The beach at the Kia Ora (look, but don't touch!)

Our view for the afternoon (Life. Does. Not. Get. Any. Better. Than. This.)

The view from the Kia Ora pool

By 3:30pm, a few clouds started to move in and the wind picked up a bit and that was a most welcome change, because we faced the walk back to the tender pier, which was not a long one (maybe a mile), but which, we knew from experience, could be beastly hot when the sun was out. It was quite a thrill to hear the huge waves thundering on the reef just off the coast on the ocean side of the island, and that kept us motivated as we made our way along the uneven road back to the pier. If it weren't for the fact that there are occasional vehicles and a few houses and pensions and people, that part of the island reminds us a great deal of walking to Lighthouse Beach on the southern end of Eleuthera from Princess Cays. 

It was 4:15pm by the time we arrived back on the Pacific Princess, and the skies were dark enough that we didn't rush to an open deck to watch sailaway. Instead, we showered and got ready for Breeza Marina night in the Elite lounge and then a very simple dinner of (for me) sliced, grilled chicken breast on mixed greens with honey mustard dressing, and, of course, sorbet ('cause there's always room for sorbet). We wanted to finish dinner early enough to attend the 7pm show in the Cabaret Lounge and waiter Jose accommodated us, as he always does. 

Comedian/musician Dan Riley performed, and we thought we remembered him from Caribbean itineraries, and we did. He is an extremely talented guitarist who injects some humor into his show, and we enjoyed it very much, but, honestly, by the time it ended, we were half asleep, which is why this post had to wait until the next day. 

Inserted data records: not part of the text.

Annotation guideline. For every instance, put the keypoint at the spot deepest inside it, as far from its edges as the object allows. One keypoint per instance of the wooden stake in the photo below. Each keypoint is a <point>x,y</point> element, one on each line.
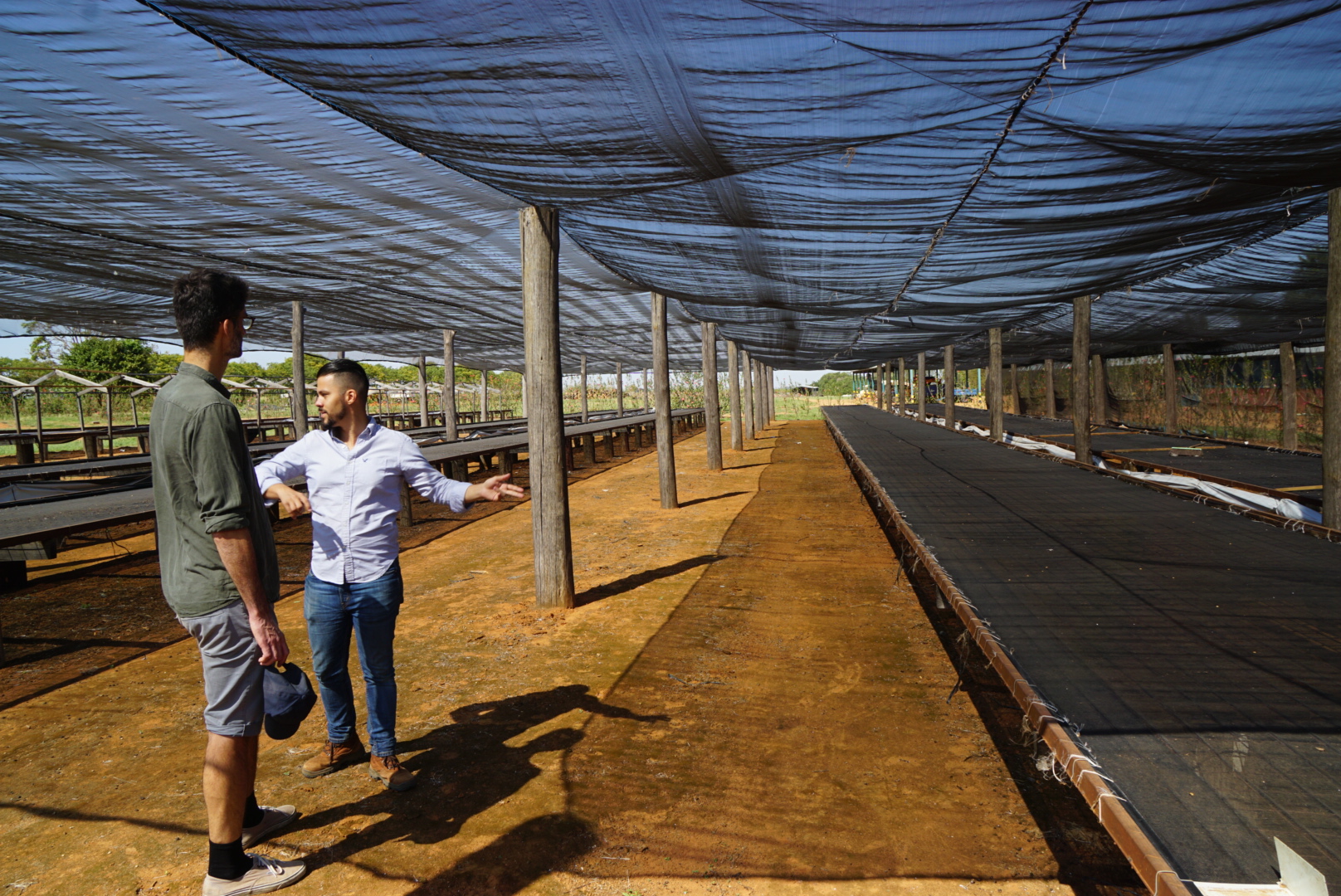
<point>994,384</point>
<point>734,396</point>
<point>922,385</point>
<point>544,407</point>
<point>711,404</point>
<point>949,387</point>
<point>450,384</point>
<point>1289,398</point>
<point>585,415</point>
<point>1332,371</point>
<point>1080,378</point>
<point>1171,424</point>
<point>422,373</point>
<point>300,392</point>
<point>661,377</point>
<point>1049,389</point>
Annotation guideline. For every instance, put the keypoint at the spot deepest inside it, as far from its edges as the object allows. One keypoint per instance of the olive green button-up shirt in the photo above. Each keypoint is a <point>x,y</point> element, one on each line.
<point>204,483</point>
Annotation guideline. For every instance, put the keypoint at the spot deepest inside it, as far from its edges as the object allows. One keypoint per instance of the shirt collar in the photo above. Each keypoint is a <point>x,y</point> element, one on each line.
<point>200,373</point>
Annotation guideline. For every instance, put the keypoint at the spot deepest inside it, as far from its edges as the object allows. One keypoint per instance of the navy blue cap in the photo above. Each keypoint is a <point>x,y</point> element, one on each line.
<point>289,699</point>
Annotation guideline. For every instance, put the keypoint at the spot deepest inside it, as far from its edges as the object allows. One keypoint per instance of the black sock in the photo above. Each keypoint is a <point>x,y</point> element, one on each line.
<point>252,813</point>
<point>228,861</point>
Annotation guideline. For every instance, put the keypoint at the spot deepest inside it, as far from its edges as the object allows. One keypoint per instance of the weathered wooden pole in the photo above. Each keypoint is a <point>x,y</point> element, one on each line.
<point>922,385</point>
<point>422,363</point>
<point>300,393</point>
<point>734,396</point>
<point>1049,389</point>
<point>1080,377</point>
<point>585,415</point>
<point>711,402</point>
<point>618,388</point>
<point>1332,371</point>
<point>544,407</point>
<point>949,387</point>
<point>747,415</point>
<point>1099,408</point>
<point>450,384</point>
<point>1289,398</point>
<point>1171,423</point>
<point>661,377</point>
<point>995,400</point>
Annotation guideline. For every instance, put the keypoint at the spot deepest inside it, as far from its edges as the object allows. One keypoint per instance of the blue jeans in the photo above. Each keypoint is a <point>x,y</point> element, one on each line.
<point>369,609</point>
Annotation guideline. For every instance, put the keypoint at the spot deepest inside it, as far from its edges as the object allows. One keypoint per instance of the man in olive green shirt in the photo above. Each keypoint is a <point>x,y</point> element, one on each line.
<point>220,574</point>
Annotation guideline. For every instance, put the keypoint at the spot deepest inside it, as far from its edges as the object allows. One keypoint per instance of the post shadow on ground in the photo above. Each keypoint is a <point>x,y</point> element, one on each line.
<point>464,769</point>
<point>637,580</point>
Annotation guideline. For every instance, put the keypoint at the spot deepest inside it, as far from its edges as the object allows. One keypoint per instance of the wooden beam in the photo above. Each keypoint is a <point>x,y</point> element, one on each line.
<point>1332,371</point>
<point>298,396</point>
<point>949,387</point>
<point>922,385</point>
<point>1080,377</point>
<point>585,415</point>
<point>711,407</point>
<point>734,396</point>
<point>450,384</point>
<point>1289,398</point>
<point>747,395</point>
<point>661,380</point>
<point>422,363</point>
<point>994,384</point>
<point>550,523</point>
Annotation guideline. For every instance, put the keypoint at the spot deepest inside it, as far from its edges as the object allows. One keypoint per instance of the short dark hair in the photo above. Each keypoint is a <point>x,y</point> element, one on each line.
<point>348,369</point>
<point>204,299</point>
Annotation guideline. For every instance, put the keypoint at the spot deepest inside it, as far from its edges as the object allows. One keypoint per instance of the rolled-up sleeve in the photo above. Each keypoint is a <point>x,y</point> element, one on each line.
<point>222,482</point>
<point>282,467</point>
<point>428,482</point>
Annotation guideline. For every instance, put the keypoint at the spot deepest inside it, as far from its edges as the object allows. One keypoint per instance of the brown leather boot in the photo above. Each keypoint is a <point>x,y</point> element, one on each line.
<point>389,772</point>
<point>334,757</point>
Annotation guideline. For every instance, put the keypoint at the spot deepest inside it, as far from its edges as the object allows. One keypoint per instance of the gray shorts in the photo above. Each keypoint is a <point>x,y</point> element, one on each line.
<point>235,702</point>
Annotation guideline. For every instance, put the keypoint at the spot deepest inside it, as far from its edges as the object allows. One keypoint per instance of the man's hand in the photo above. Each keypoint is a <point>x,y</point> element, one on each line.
<point>274,648</point>
<point>494,489</point>
<point>293,500</point>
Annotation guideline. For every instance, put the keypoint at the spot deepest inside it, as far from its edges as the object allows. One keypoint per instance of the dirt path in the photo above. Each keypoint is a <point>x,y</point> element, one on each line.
<point>747,700</point>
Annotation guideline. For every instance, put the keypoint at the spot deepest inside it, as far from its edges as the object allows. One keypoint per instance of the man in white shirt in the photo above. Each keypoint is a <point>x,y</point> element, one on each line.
<point>354,469</point>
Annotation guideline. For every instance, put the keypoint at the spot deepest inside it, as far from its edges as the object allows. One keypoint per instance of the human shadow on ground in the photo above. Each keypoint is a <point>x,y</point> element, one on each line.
<point>637,580</point>
<point>705,500</point>
<point>464,769</point>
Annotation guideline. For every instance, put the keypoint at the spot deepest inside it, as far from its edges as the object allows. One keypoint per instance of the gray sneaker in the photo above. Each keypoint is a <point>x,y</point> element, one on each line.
<point>276,819</point>
<point>266,876</point>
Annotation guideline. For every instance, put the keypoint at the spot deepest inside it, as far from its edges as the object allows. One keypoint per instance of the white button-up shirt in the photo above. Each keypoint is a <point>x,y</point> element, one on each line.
<point>356,497</point>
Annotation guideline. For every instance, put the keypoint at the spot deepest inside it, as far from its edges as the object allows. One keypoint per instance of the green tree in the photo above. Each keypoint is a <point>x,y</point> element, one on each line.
<point>98,356</point>
<point>836,382</point>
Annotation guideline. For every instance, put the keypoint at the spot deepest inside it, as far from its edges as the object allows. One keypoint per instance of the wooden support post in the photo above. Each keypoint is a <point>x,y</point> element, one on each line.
<point>300,392</point>
<point>618,389</point>
<point>544,407</point>
<point>1332,371</point>
<point>1171,423</point>
<point>995,400</point>
<point>922,385</point>
<point>734,396</point>
<point>1080,378</point>
<point>485,395</point>
<point>422,363</point>
<point>746,396</point>
<point>949,387</point>
<point>1289,398</point>
<point>711,402</point>
<point>587,416</point>
<point>661,376</point>
<point>450,384</point>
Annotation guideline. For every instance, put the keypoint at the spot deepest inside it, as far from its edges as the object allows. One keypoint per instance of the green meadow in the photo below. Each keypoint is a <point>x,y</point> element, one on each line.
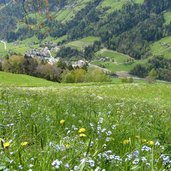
<point>162,47</point>
<point>85,126</point>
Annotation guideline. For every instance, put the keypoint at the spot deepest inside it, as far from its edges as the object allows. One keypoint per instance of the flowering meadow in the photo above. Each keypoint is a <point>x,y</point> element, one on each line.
<point>86,128</point>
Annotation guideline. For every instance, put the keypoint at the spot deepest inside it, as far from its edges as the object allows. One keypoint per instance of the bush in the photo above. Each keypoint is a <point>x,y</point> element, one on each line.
<point>14,64</point>
<point>49,72</point>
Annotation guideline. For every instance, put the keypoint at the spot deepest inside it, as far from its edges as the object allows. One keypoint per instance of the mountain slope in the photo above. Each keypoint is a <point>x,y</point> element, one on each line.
<point>127,26</point>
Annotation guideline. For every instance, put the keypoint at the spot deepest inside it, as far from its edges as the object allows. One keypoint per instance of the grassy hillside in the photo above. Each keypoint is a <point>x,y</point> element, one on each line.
<point>116,61</point>
<point>162,47</point>
<point>8,79</point>
<point>82,43</point>
<point>86,127</point>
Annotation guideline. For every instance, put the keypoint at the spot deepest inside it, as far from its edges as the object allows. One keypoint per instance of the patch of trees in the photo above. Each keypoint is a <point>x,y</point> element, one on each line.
<point>129,30</point>
<point>81,75</point>
<point>159,67</point>
<point>87,53</point>
<point>30,66</point>
<point>58,72</point>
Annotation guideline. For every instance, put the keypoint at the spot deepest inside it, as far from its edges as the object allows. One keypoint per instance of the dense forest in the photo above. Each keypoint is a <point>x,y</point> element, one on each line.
<point>130,30</point>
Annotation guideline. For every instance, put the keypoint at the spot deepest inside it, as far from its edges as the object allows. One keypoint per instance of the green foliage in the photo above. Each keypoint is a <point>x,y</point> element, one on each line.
<point>157,67</point>
<point>20,80</point>
<point>80,75</point>
<point>125,126</point>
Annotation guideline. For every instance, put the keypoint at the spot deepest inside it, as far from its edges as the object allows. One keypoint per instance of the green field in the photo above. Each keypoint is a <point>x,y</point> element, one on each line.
<point>86,127</point>
<point>167,17</point>
<point>82,43</point>
<point>9,79</point>
<point>115,4</point>
<point>116,61</point>
<point>20,47</point>
<point>162,47</point>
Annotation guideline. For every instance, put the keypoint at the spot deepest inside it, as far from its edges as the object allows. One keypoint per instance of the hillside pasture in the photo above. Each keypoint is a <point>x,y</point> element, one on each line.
<point>86,127</point>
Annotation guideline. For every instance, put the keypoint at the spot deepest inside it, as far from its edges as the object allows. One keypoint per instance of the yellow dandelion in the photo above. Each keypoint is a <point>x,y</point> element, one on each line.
<point>24,143</point>
<point>6,144</point>
<point>62,121</point>
<point>82,135</point>
<point>82,130</point>
<point>150,143</point>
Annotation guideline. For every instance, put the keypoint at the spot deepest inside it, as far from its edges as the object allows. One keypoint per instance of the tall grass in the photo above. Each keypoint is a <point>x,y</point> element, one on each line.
<point>85,128</point>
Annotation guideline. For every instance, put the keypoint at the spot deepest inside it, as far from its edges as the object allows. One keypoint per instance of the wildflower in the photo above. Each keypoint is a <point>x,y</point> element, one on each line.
<point>82,130</point>
<point>24,143</point>
<point>144,140</point>
<point>109,133</point>
<point>151,143</point>
<point>136,153</point>
<point>56,163</point>
<point>6,144</point>
<point>137,136</point>
<point>67,146</point>
<point>157,143</point>
<point>20,167</point>
<point>91,163</point>
<point>143,159</point>
<point>136,161</point>
<point>145,148</point>
<point>125,142</point>
<point>82,135</point>
<point>62,122</point>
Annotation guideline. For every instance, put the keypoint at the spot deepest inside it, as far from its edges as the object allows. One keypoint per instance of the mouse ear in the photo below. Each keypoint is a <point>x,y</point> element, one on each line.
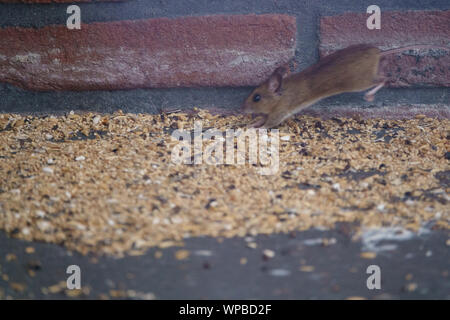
<point>276,79</point>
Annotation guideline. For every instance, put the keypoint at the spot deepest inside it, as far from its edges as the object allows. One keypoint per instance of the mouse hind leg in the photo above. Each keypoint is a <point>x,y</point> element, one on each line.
<point>370,95</point>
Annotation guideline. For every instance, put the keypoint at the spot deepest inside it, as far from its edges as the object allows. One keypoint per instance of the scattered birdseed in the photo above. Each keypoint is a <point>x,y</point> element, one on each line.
<point>252,245</point>
<point>411,287</point>
<point>182,254</point>
<point>30,250</point>
<point>368,255</point>
<point>307,268</point>
<point>10,257</point>
<point>279,272</point>
<point>19,287</point>
<point>268,253</point>
<point>128,195</point>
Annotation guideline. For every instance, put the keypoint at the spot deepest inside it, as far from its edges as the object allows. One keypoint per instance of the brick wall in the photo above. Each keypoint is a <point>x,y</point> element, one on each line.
<point>221,47</point>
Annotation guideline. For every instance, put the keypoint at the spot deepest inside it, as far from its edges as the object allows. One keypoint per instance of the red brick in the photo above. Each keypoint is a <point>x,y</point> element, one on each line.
<point>398,29</point>
<point>236,50</point>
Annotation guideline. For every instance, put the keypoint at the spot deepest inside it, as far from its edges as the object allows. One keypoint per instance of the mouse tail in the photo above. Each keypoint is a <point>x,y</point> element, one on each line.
<point>420,46</point>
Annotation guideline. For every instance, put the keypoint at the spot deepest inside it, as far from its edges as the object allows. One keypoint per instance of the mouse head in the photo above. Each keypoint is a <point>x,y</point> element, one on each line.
<point>266,97</point>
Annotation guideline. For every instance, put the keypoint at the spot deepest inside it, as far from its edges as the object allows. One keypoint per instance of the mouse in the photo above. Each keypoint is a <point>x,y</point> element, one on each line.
<point>353,69</point>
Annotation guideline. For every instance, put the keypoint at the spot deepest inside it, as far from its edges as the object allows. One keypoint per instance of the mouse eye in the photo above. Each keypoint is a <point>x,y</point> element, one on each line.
<point>256,97</point>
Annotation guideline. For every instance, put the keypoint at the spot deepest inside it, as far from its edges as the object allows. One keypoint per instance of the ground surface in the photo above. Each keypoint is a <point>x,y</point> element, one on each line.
<point>302,268</point>
<point>107,185</point>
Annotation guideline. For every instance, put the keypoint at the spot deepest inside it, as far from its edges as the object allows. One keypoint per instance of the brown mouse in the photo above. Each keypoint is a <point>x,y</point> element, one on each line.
<point>352,69</point>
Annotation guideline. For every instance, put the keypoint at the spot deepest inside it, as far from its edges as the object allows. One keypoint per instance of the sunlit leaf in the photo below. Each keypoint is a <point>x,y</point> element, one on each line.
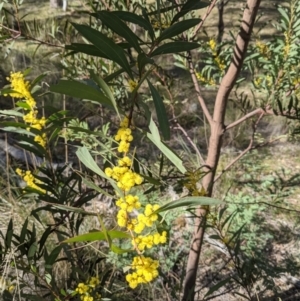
<point>191,201</point>
<point>87,49</point>
<point>79,90</point>
<point>189,6</point>
<point>160,111</point>
<point>97,235</point>
<point>174,47</point>
<point>133,18</point>
<point>113,22</point>
<point>106,45</point>
<point>155,138</point>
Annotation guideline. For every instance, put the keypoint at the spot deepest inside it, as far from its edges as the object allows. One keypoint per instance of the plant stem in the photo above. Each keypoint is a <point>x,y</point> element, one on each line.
<point>215,141</point>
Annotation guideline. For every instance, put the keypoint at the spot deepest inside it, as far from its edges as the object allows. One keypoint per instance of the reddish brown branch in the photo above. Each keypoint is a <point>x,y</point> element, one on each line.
<point>242,119</point>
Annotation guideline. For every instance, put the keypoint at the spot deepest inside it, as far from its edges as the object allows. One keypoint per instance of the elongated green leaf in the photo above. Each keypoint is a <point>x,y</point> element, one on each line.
<point>160,111</point>
<point>106,45</point>
<point>32,250</point>
<point>177,29</point>
<point>118,250</point>
<point>189,6</point>
<point>53,256</point>
<point>155,138</point>
<point>113,22</point>
<point>105,88</point>
<point>80,90</point>
<point>143,60</point>
<point>98,235</point>
<point>85,157</point>
<point>87,49</point>
<point>190,201</point>
<point>133,18</point>
<point>174,47</point>
<point>72,209</point>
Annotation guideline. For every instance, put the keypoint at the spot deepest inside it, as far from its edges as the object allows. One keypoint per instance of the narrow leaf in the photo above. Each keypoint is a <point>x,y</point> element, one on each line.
<point>174,47</point>
<point>97,235</point>
<point>189,6</point>
<point>113,22</point>
<point>191,201</point>
<point>87,49</point>
<point>79,90</point>
<point>160,111</point>
<point>106,45</point>
<point>139,20</point>
<point>155,138</point>
<point>143,60</point>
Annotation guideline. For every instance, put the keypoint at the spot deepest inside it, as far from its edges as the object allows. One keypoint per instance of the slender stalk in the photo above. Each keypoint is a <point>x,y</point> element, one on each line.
<point>215,142</point>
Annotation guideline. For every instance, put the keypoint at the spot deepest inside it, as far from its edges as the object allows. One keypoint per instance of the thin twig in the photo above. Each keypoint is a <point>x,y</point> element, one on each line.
<point>178,126</point>
<point>209,9</point>
<point>242,119</point>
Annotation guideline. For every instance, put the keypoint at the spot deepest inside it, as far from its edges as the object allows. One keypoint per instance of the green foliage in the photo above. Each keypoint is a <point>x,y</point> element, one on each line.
<point>112,62</point>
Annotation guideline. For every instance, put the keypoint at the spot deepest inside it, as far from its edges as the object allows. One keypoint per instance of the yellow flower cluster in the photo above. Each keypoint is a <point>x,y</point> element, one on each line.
<point>287,44</point>
<point>204,80</point>
<point>85,290</point>
<point>267,79</point>
<point>124,176</point>
<point>142,242</point>
<point>22,90</point>
<point>132,85</point>
<point>146,271</point>
<point>124,136</point>
<point>30,180</point>
<point>218,61</point>
<point>146,268</point>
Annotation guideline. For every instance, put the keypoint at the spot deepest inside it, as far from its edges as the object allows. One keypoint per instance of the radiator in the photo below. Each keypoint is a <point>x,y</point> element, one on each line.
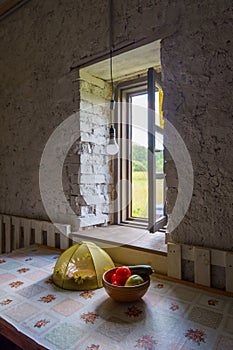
<point>18,232</point>
<point>203,259</point>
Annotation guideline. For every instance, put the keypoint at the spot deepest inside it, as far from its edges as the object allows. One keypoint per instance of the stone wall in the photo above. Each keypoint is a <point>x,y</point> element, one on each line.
<point>87,176</point>
<point>40,42</point>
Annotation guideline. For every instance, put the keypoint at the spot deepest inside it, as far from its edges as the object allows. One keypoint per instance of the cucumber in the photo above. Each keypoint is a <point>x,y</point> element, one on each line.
<point>141,270</point>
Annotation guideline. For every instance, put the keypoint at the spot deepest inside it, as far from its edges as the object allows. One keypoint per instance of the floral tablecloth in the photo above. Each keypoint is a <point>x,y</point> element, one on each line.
<point>170,316</point>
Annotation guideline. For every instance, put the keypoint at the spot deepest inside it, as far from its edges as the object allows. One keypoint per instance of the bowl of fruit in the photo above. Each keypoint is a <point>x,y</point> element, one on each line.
<point>127,283</point>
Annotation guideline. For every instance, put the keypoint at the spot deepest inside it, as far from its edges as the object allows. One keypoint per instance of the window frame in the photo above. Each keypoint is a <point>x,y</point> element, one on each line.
<point>123,165</point>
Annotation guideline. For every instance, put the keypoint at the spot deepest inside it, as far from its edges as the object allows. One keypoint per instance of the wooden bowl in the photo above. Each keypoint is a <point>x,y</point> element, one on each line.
<point>124,293</point>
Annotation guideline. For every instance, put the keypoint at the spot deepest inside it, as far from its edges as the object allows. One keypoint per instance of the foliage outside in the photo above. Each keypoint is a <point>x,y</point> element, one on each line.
<point>140,181</point>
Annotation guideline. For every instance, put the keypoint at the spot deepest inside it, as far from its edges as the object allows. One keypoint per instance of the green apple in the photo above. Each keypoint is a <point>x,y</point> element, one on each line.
<point>134,280</point>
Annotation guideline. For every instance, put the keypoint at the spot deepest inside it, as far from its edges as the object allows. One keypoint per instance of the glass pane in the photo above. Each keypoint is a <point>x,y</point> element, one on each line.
<point>139,157</point>
<point>139,194</point>
<point>159,158</point>
<point>159,198</point>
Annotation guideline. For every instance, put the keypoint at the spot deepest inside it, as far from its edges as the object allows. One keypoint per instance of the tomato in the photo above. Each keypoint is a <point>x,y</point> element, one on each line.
<point>122,274</point>
<point>114,283</point>
<point>113,278</point>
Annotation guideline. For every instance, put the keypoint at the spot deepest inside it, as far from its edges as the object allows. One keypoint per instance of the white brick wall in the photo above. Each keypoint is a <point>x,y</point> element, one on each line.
<point>88,168</point>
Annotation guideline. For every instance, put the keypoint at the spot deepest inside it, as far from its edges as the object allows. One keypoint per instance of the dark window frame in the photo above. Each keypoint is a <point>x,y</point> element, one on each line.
<point>123,165</point>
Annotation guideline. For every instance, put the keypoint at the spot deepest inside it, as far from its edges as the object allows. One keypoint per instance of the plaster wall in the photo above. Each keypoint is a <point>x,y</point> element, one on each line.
<point>40,42</point>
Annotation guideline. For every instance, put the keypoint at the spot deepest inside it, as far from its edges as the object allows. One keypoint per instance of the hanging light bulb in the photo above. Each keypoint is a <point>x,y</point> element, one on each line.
<point>112,146</point>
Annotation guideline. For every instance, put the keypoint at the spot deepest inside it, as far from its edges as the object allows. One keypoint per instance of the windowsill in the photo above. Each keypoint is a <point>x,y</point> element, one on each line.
<point>123,235</point>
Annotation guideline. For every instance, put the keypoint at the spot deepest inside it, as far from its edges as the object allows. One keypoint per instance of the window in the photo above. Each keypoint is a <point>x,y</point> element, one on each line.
<point>140,167</point>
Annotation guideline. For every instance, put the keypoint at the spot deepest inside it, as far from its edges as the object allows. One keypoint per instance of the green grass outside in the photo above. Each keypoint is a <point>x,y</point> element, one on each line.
<point>140,194</point>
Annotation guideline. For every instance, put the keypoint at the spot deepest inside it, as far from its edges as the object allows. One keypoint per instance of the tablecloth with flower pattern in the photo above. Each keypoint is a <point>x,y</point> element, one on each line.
<point>170,315</point>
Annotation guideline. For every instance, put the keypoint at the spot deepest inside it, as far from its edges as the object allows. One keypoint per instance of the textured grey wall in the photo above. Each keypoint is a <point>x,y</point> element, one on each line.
<point>42,40</point>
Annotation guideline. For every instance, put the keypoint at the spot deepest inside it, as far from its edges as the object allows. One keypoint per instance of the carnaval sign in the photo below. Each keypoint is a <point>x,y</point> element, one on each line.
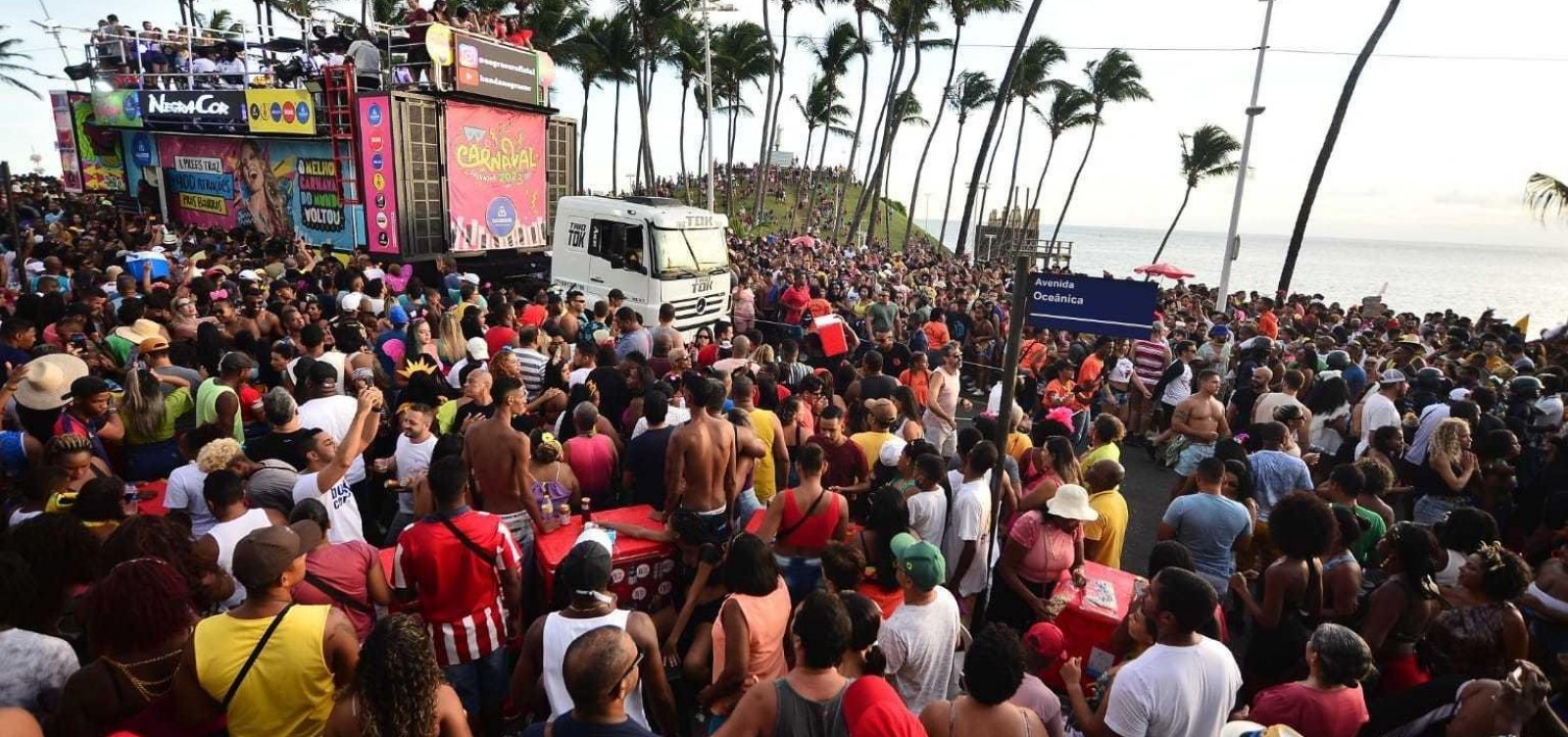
<point>496,177</point>
<point>282,188</point>
<point>378,180</point>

Unfortunately, this was the evening that several toilets chose to take the night off on the ship, and I had to stay half dressed so as to make a quick getaway to the (working) public toilet one deck up. What is it about having a non-working toilet that makes me need to use one every five minutes (it was a lot like camping that way)? Finally, about 10pm, I was awakened by the telltale automatic multiple flushes that always indicate a plumbing problem has been resolved (isn't it funny that the toilet flushing during any other night does not wake me up, but when I'm waiting for it...?), but we've heard that a few were still out this morning. Oh well, it's part of being on an older ship at sea, but, for us, the inconvenience lasted only two hours. 

There were plenty of other entertainment options available last evening- 70s night theme particularly comes to mind- and God bless the people who can go all day and then party at night. We simply cannot. But we're cruising in the manner we enjoy, interspersing less active days with active ones, and eating and drinking and spending in moderation all the way. It certainly works well for us.